Bisky: Nicht gezwungen! Das sind Koalitionsvereinbarungen. Daran hält "Die Linke" sich; daran hält die SPD sich auch dann, wenn man nicht einig wird, dass man dann Enthaltung übt. Wir haben ja die drei Punkte immer wieder genannt und immer wieder sind sie zurückgewiesen worden. Die drei Punkte sind eben: Wir wollen keine sozusagen Aufrüstungsverpflichtung. Wir wollen eine soziale Interpretation. Wir wollen in Richtung europäischer Sozialstaat vorankommen und wir wollen Volksabstimmungen. Das sind die drei Punkte und die sind natürlich nicht berücksichtigt. Deshalb setzen wir uns für diese drei Punkte ein. Das sind ganz rationale Argumente, die dahinter stecken, und für die werden wir auch weiterhin einstehen.

Schulz: Aber zur Frage "EU-Vertrag ja oder nein" hat "Die Linke" - das entnehme ich Ihren Worten - keine einheitliche Position?

Bisky: Aber eine von mehr als 90 Prozent der Mitgliedschaft getragene Position. Es gibt einzelne, die auch dafür sind. Es gibt einzelne, die dort mehr mit Enthaltung reagieren würden. Aber eine eindeutige Position gibt es in der Linken.
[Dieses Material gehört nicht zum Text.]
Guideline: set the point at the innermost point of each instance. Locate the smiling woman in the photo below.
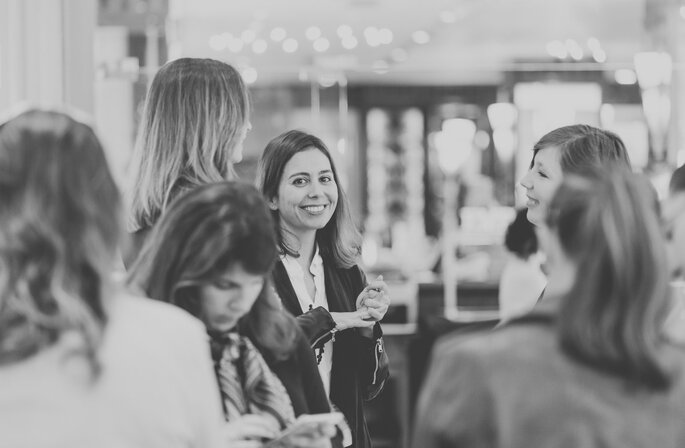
(317, 276)
(211, 254)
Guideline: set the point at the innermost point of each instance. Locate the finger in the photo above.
(246, 444)
(376, 315)
(327, 430)
(372, 303)
(377, 285)
(253, 430)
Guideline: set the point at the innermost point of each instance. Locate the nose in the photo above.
(525, 181)
(314, 189)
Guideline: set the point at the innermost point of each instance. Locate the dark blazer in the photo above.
(133, 244)
(513, 387)
(300, 376)
(352, 379)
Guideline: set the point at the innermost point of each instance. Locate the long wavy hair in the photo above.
(339, 239)
(59, 229)
(583, 147)
(195, 115)
(612, 318)
(200, 235)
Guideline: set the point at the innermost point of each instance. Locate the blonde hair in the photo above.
(59, 230)
(612, 318)
(339, 239)
(195, 116)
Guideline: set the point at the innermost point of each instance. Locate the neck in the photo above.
(302, 243)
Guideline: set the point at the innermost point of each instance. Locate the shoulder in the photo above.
(501, 350)
(133, 243)
(151, 324)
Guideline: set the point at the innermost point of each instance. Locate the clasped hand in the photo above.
(249, 431)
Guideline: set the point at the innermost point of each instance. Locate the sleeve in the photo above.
(316, 325)
(374, 368)
(312, 386)
(455, 407)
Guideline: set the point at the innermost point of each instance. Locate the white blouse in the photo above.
(296, 276)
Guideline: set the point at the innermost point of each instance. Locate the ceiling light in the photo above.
(290, 45)
(385, 36)
(217, 42)
(260, 14)
(574, 49)
(313, 32)
(599, 55)
(249, 75)
(556, 48)
(371, 34)
(277, 34)
(593, 44)
(399, 55)
(344, 31)
(259, 46)
(420, 37)
(248, 36)
(235, 45)
(625, 76)
(380, 67)
(349, 42)
(321, 44)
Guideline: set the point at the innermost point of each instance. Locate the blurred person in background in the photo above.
(318, 278)
(572, 149)
(522, 280)
(591, 365)
(673, 217)
(194, 123)
(83, 362)
(211, 254)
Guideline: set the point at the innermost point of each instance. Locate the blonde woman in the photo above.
(83, 362)
(194, 123)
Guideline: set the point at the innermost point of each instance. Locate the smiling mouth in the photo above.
(314, 208)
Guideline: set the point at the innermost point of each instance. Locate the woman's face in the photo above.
(541, 181)
(307, 193)
(229, 298)
(561, 270)
(673, 217)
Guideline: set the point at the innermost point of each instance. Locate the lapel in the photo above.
(282, 284)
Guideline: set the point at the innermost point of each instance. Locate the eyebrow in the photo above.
(307, 174)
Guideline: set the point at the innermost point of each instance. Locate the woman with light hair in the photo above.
(83, 362)
(591, 365)
(194, 123)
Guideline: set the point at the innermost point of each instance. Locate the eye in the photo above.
(225, 285)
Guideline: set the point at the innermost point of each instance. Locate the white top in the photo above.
(156, 389)
(520, 286)
(296, 276)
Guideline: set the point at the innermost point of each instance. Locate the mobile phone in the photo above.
(304, 424)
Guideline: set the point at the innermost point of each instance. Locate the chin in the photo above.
(534, 216)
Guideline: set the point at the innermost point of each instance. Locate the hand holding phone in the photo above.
(311, 430)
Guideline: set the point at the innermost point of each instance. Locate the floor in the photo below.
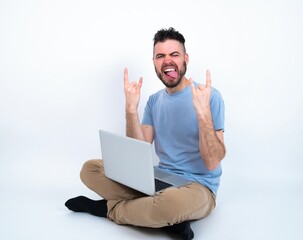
(32, 207)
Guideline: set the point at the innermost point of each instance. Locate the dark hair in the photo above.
(165, 34)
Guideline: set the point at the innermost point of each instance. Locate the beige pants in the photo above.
(127, 206)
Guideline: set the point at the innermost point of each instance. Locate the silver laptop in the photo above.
(130, 162)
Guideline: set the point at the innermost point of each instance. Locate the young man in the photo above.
(186, 122)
Und ja was soll man denn machen in Parteien? Dann entscheiden doch die Mehrheiten und die sind in dieser Frage ganz stark gegen diesen Vertrag.

Schulz: Was war gewonnen dadurch, dass sich Berlin im Bundesrat zur Abstimmung enthalten hat, abgesehen davon, dass der Koalitionspartner bloßgestellt wurde?

Bisky: Wenn man Koalitionsverträge einhält und dann von Bloßstellen redet, das gefällt mir nicht, wenn ich das so sagen darf. Die Einhaltungen von Koalitionsvereinbarungen tun uns manchmal weh, tun manchmal den anderen weh, aber man hält sich daran. Sonst bräuchte man ja keinen Koalitionsvertrag. Und da ist niemand vorgeführt worden, sondern da ist einfach gesagt worden, in Berlin regieren zwei miteinander in Koalition und die einen sind mehrheitlich dagegen und deshalb kommt es zu einer Enthaltung. Ich finde nicht, dass das ein Vorführen ist.

Schulz: Der Vorsitzende der Partei "Die Linke" Lothar Bisky heute im Deutschlandfunk. Haben Sie vielen Dank und noch einen guten Morgen!